イギリスでは他のどの教科よりも「国語教育(英語教育)」に重きが置かれています。

かなりレベルの高い言語能力の遂行を幼稚園,小学校のうちから要求される一方で,教師たちは子どもたちが言語活動を通して考える力をつけることができるように足場かけすることが求められています。

アウトプット重視の社会性は、未就学児の段階から一貫しており、「子どもは話すことによって学ぶ」という考えが根底に流れています。
すべてのインプットはアウトプットするためにあるということが徹底されており、積極的な表現活動が低学年より求められています。

スピーチ活動、積極的な演劇活動、絵本つくりなどを低学年から実施しています。

全員参加での劇つくりが象徴的です。
誰もが脚本家であり演出家であり役者であり批評家です。
表現の研究をし、他人の演技を批判し全員参加で劇を作り上げます。




最高の表現をするためにはそれぞれの役割の中でどうあればよいのか、そのために必要なことはなんなのか、過去の同様な表現はどのようになされていたのか、などを新たなアウトプットをするために学んでいきます。

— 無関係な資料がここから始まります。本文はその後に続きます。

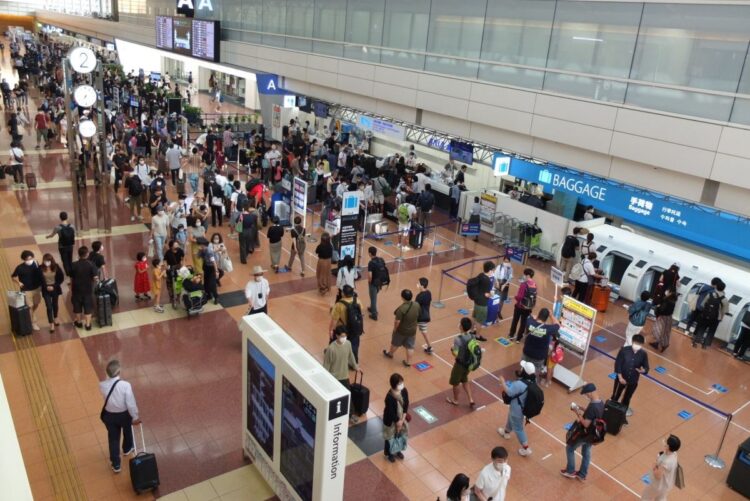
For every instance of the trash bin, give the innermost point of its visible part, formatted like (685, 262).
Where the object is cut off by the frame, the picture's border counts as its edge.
(739, 475)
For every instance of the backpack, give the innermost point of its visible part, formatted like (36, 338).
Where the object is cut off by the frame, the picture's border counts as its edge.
(471, 354)
(403, 213)
(569, 246)
(355, 324)
(67, 236)
(576, 272)
(534, 400)
(381, 276)
(711, 308)
(528, 301)
(472, 287)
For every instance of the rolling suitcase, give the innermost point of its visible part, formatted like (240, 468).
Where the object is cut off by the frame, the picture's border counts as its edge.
(614, 416)
(416, 236)
(30, 180)
(360, 396)
(144, 474)
(103, 310)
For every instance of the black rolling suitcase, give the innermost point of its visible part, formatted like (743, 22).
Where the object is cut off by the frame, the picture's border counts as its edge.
(360, 395)
(614, 416)
(144, 474)
(103, 310)
(416, 236)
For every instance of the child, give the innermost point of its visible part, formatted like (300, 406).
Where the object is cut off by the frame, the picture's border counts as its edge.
(141, 284)
(423, 299)
(159, 271)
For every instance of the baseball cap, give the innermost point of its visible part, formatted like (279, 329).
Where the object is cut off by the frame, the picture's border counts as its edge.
(528, 367)
(588, 388)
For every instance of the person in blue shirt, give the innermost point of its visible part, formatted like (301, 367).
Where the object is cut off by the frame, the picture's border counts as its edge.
(516, 390)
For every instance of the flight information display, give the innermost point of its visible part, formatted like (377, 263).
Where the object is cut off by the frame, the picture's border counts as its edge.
(205, 39)
(164, 32)
(298, 417)
(260, 397)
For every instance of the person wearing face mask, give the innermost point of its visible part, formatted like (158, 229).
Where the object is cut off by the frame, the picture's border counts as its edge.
(631, 362)
(585, 418)
(663, 474)
(459, 489)
(493, 478)
(503, 277)
(257, 291)
(28, 277)
(339, 358)
(395, 412)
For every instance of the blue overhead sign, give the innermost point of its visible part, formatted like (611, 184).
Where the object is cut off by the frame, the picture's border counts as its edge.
(699, 224)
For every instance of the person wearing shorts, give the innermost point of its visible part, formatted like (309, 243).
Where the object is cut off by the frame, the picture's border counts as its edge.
(404, 327)
(82, 288)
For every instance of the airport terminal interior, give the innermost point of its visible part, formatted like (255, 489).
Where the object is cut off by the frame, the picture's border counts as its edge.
(474, 132)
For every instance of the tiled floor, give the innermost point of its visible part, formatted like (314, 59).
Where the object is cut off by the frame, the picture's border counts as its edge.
(186, 377)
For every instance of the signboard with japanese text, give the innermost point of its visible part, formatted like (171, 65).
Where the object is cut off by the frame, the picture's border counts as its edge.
(696, 223)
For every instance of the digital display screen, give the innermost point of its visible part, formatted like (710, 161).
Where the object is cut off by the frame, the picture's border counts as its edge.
(182, 35)
(462, 152)
(260, 398)
(298, 417)
(164, 32)
(205, 40)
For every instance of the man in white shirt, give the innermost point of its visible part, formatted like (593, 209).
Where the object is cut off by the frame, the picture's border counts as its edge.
(119, 413)
(493, 479)
(256, 292)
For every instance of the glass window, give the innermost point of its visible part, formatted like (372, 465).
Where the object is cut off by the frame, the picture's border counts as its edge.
(299, 22)
(455, 30)
(274, 21)
(330, 21)
(516, 31)
(698, 46)
(405, 27)
(364, 27)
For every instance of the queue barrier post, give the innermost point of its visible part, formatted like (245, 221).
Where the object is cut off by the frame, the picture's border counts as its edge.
(713, 460)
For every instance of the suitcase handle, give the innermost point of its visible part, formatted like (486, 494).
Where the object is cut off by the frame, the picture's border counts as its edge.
(143, 439)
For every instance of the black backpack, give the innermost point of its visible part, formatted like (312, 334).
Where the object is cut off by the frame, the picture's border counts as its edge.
(355, 324)
(67, 236)
(711, 308)
(569, 246)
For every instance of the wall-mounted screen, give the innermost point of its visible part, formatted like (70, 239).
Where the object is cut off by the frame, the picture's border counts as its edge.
(164, 32)
(462, 152)
(260, 397)
(298, 417)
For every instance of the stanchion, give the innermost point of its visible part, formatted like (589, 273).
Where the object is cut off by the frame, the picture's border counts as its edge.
(713, 460)
(439, 304)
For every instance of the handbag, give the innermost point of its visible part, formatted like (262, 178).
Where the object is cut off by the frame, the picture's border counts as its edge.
(106, 400)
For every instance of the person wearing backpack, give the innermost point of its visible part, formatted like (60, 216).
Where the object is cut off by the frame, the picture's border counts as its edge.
(464, 349)
(569, 252)
(66, 239)
(516, 393)
(585, 419)
(631, 362)
(525, 302)
(714, 308)
(637, 315)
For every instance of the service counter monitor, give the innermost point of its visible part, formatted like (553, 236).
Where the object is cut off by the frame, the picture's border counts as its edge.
(294, 414)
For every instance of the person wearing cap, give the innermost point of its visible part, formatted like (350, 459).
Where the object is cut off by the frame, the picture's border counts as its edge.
(594, 410)
(516, 390)
(631, 362)
(256, 292)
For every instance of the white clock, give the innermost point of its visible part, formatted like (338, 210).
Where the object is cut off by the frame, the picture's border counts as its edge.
(85, 95)
(82, 59)
(87, 128)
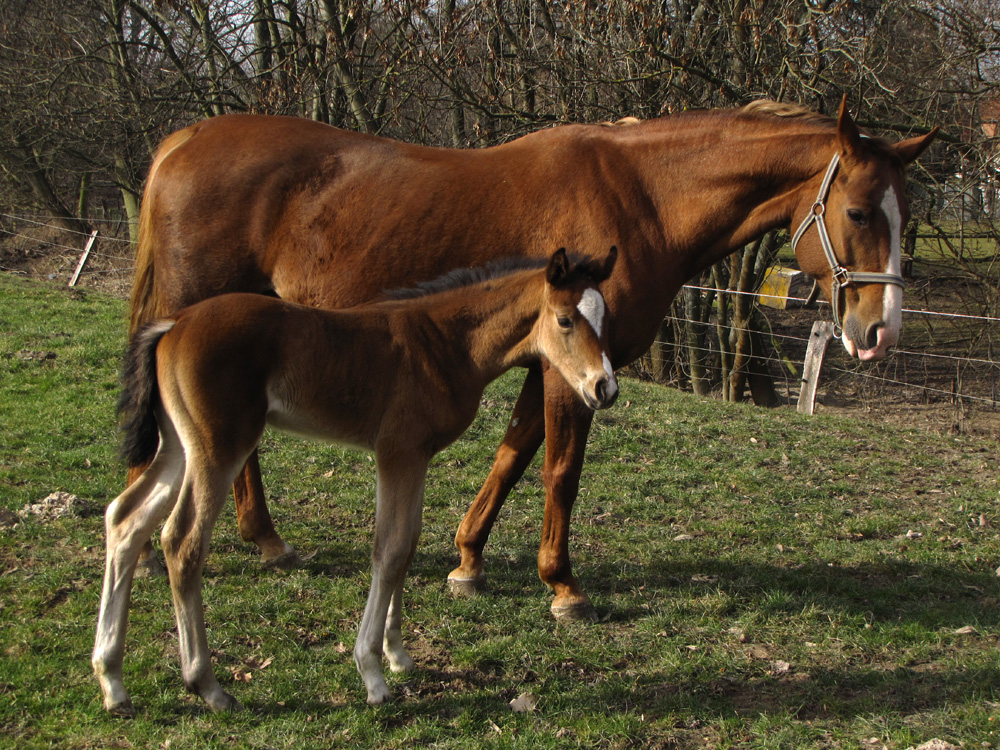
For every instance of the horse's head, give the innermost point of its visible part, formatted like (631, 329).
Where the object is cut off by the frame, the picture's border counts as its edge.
(859, 211)
(573, 327)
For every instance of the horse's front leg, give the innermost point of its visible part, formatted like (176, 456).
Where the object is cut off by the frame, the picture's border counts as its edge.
(398, 518)
(392, 641)
(567, 423)
(525, 433)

話すことによって個人の意見を重視し、その活動によって自らの考えを発展させようとさせる指導が行われています。


国語科だけでなくあらゆる科目において母語が前提であると考えられており、,「思考の発展」と「文法的に正しい英語」両方の向上を目指しての言語教育が徹底して行われています。

同じ英語を使いながらも、より正しい英語に対するこだわりがアメリカよりもずっと強いのはこのような教育の影響なのではないでしょうか。

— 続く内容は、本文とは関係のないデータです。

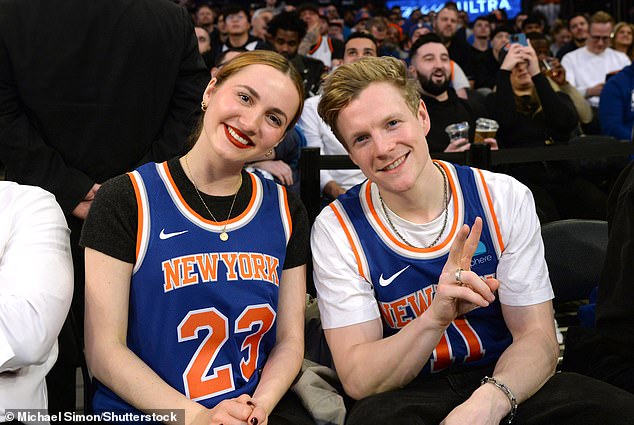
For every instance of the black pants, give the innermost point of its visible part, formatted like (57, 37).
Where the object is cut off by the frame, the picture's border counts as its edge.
(290, 411)
(61, 379)
(567, 398)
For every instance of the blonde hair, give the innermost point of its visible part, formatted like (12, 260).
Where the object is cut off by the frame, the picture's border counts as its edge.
(601, 17)
(348, 81)
(269, 58)
(630, 49)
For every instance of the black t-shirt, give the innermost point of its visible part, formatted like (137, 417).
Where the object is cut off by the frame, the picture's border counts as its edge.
(111, 225)
(441, 114)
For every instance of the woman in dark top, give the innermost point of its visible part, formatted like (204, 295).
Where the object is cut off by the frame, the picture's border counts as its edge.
(195, 269)
(530, 113)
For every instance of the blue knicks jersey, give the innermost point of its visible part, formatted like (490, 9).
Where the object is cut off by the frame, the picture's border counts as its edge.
(203, 312)
(404, 278)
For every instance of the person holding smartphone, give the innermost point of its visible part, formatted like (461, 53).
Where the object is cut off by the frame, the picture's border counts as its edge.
(530, 113)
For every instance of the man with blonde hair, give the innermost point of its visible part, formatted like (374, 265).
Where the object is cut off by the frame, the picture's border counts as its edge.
(432, 284)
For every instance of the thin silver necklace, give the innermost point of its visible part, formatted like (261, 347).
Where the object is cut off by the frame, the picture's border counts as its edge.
(224, 236)
(445, 212)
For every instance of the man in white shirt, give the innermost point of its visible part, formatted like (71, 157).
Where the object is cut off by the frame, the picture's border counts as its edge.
(36, 288)
(429, 320)
(318, 134)
(587, 67)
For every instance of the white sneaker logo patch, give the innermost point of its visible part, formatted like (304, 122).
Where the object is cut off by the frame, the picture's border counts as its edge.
(164, 235)
(386, 282)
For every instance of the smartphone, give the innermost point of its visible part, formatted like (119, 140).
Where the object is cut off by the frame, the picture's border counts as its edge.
(519, 38)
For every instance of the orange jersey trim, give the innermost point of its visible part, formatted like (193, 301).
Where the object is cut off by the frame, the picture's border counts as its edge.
(498, 234)
(388, 233)
(350, 239)
(139, 205)
(316, 46)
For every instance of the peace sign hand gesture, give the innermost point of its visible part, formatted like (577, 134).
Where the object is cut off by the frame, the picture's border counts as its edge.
(460, 290)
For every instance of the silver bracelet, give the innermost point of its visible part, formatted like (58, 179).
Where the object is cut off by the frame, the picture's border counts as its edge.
(507, 391)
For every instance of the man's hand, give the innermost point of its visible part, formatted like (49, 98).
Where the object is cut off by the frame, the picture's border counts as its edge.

イギリスのことばの教育は,「いかに自己表現できるか」を目指す点が非常に明確であると言えます。
言い方を変えれば母語としての英語について「鍛える」と言ったほうが適切なような気がします。

言語教育の目的が明確になっており、そのための技術としての言語技術として「読むこと・書くこと」が位置づけられています。

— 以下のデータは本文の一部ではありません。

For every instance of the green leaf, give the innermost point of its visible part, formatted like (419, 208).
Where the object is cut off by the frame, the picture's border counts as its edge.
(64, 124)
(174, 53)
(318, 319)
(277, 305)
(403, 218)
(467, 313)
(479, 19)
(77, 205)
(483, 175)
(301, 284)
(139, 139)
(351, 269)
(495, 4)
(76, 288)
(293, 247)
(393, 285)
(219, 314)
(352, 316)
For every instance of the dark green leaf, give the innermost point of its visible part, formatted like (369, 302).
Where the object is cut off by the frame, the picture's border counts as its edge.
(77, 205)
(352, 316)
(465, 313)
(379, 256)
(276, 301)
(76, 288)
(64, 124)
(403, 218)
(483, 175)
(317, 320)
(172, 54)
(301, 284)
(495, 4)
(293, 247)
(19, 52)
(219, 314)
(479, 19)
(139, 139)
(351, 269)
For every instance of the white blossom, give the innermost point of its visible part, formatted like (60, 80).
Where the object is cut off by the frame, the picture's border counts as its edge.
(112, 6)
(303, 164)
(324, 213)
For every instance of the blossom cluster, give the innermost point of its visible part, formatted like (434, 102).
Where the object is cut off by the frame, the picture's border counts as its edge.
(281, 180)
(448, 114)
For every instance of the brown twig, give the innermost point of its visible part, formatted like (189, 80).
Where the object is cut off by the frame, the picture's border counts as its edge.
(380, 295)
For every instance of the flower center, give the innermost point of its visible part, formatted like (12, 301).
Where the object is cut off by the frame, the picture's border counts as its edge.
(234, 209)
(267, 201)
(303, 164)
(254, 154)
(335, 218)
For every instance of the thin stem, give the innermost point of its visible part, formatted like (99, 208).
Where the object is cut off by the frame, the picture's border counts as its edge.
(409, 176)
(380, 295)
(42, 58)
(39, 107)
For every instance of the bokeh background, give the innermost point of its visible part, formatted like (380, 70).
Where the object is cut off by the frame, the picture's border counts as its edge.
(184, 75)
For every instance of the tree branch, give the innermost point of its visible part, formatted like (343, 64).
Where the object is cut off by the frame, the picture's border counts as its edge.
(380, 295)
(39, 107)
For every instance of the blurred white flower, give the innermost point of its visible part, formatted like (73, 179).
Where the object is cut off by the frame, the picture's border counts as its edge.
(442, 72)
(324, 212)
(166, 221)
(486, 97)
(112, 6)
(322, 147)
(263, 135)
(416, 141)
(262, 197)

読むことは書くためであり、知識のインプットとしての価値を認めていません。

また、書くことはしゃべるためのものでもあるという、何よりも「国語」と言う感覚よりも「母語」を使いこなすための言語技術を磨くことにすべての科目が重点を置かれていることが見て取れます。





イギリスでは16歳の時に学校外の試験団体による「中等教育修了一般資格(GCSE)試験」を必ず受けなければなりません。
個人の将来はこの試験の結果に大きく左右されることになります。

「中等教育修了一般資格(GCSE)試験」の内容は事前に試験内容要目(specification)を作成し、出題形式や採点基準も公開されます。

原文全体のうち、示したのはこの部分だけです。